One of my vehicles is a large diesel pickup truck, in the winter I frequently park it locked and running so that it’s warm when I come back out. While in a store once some old busy body called the cops because my truck was in a handicapped stall and he didn’t think it belonged there. While I was in the store he had tried to get into it to move it. I came out of the store to find the officer who happened to know me trying to get the busy body to mind his own business. The old guy didn’t seam to get it even when the cop told him it would have been breaking and entering.
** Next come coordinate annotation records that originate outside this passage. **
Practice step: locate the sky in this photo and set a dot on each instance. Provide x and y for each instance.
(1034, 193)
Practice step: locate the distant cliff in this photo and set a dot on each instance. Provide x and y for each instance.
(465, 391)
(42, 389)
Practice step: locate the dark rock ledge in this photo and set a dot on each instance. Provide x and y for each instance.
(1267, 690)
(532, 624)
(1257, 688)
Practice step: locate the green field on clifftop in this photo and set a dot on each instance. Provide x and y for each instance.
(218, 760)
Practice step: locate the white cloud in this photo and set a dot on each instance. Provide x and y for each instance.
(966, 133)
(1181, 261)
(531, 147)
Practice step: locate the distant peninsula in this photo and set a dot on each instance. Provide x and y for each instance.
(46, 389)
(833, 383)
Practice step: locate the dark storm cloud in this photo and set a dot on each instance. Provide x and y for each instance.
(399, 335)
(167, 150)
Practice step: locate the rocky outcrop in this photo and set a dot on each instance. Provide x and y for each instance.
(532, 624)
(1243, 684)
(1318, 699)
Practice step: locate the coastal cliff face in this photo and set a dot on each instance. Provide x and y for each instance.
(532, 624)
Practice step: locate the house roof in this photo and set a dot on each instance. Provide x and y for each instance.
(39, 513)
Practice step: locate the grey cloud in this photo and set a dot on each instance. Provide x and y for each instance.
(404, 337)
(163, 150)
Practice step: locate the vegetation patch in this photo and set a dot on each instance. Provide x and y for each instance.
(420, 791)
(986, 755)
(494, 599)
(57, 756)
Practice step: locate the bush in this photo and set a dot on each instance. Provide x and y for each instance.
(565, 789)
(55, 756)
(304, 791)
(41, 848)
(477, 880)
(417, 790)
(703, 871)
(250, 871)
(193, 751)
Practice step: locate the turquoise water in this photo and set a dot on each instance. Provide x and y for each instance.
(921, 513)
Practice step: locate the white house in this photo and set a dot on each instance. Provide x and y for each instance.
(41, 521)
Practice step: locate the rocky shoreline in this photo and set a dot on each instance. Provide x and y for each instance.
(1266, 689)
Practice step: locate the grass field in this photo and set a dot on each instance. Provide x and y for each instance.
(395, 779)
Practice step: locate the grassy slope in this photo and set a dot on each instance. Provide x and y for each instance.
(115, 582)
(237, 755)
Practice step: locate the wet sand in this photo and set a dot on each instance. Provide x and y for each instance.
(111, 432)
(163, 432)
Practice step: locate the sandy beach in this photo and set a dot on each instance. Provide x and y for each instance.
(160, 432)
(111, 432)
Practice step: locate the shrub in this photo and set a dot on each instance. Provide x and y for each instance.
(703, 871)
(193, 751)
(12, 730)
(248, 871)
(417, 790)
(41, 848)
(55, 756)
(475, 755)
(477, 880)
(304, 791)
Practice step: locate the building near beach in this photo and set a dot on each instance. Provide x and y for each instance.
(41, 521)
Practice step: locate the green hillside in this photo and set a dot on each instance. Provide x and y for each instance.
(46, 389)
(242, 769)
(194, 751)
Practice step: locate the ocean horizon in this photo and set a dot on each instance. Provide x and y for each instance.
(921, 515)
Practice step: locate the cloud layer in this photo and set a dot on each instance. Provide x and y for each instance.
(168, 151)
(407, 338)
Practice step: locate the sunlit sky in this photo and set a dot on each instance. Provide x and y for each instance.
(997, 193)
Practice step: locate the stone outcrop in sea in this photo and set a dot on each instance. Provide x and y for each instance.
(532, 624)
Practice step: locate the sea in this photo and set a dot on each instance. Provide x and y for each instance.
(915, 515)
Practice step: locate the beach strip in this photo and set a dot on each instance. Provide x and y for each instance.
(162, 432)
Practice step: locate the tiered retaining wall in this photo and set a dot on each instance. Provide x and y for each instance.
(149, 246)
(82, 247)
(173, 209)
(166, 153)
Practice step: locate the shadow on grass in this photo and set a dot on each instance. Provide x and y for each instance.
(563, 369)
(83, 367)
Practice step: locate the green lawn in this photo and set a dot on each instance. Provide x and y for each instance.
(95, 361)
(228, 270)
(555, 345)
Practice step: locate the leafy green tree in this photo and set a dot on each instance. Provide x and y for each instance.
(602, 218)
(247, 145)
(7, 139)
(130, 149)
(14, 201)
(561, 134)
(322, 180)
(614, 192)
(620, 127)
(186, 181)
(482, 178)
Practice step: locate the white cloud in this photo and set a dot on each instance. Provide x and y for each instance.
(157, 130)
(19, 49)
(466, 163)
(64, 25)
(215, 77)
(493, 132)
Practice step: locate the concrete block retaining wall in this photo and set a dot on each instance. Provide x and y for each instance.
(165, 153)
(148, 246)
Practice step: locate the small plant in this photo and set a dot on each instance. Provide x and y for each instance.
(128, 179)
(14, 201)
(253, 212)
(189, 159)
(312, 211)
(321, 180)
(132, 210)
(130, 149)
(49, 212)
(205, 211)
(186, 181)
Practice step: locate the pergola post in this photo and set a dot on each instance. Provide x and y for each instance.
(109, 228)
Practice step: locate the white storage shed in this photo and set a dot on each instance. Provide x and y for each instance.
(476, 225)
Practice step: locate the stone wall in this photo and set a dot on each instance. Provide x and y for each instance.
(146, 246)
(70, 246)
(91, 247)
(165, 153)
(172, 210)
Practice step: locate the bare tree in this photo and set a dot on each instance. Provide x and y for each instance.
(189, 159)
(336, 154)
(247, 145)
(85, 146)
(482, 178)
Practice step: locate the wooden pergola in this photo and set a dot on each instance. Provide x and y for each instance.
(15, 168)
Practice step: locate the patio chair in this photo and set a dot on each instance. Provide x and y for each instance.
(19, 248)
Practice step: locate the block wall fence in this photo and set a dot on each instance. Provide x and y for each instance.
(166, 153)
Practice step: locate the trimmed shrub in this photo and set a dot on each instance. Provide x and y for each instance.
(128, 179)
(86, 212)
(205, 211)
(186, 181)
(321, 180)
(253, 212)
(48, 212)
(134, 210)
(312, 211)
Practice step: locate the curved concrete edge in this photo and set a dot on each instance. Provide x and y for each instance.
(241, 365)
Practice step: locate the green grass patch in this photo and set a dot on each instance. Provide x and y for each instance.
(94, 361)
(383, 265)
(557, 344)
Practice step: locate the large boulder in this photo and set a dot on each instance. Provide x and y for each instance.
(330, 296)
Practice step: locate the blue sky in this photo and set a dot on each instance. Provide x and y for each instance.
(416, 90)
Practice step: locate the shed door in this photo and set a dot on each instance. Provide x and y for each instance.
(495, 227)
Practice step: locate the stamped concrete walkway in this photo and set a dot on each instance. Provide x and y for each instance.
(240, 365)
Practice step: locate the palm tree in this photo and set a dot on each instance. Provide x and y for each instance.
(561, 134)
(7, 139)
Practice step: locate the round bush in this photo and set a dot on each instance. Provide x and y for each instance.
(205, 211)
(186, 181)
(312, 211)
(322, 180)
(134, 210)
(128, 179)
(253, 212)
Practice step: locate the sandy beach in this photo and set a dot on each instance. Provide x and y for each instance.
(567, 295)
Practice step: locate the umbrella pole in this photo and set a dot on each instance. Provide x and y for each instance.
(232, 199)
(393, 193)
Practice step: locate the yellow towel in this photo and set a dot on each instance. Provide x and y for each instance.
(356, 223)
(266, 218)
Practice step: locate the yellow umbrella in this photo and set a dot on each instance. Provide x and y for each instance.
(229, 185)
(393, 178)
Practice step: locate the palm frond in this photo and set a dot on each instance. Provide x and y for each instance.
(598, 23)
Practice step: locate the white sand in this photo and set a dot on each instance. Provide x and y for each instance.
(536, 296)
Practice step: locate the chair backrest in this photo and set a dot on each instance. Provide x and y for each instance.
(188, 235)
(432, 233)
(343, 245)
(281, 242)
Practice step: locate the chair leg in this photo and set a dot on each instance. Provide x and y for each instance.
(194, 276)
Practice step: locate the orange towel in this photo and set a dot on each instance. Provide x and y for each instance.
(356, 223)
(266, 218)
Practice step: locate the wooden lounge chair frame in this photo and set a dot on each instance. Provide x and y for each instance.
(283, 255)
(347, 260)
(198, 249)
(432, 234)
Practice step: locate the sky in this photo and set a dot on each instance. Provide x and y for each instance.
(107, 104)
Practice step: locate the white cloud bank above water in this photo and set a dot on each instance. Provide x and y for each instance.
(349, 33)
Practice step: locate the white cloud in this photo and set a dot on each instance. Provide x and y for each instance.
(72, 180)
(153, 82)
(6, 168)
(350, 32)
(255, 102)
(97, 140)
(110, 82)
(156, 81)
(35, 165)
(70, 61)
These are just some of the things I have learned……
 
At a younger age of 27, i was brought up to be a gentleman and traet others the way you would like to be treated yourself, the otherday i held opened a door for a young lady with her arms full, (who did say thank you) but was suprised to her from a couple of older people just how much of a gentleman i was, seems like there just not as many people doing the same thing these days. Rather sad i think
 
We the people created it, First when I grew up the adults ate at big meals first, after the adults got finished the kids were fed, now it is put the kids first, take the paddles out of school and homes, forget all about manners(because the ones raising children don't have any). My boys have manners to this day and so do their children..I tell my grand kids there is no CAN in my house, MAY only lol they forget till I look at them..As I have said before and will say again

MAY GOD BLESS THE USA
 
I can agree with you on Wal-Mart. I have bone cancer in both legs. So I don't walk very fast. Went to Wal-Mart to buy my groceries a little cheaper being short on money this month.

I lasted about 45 minutes in the store before my nerves were shot and couldn't take it anymore. Left my cart half full and walked out.

People are rude and have the me first way of thinking. Not the way I was brought up.
 
I'm confused - are you calling the door holder the abundant?

Or is it the door holdee who is the abundant?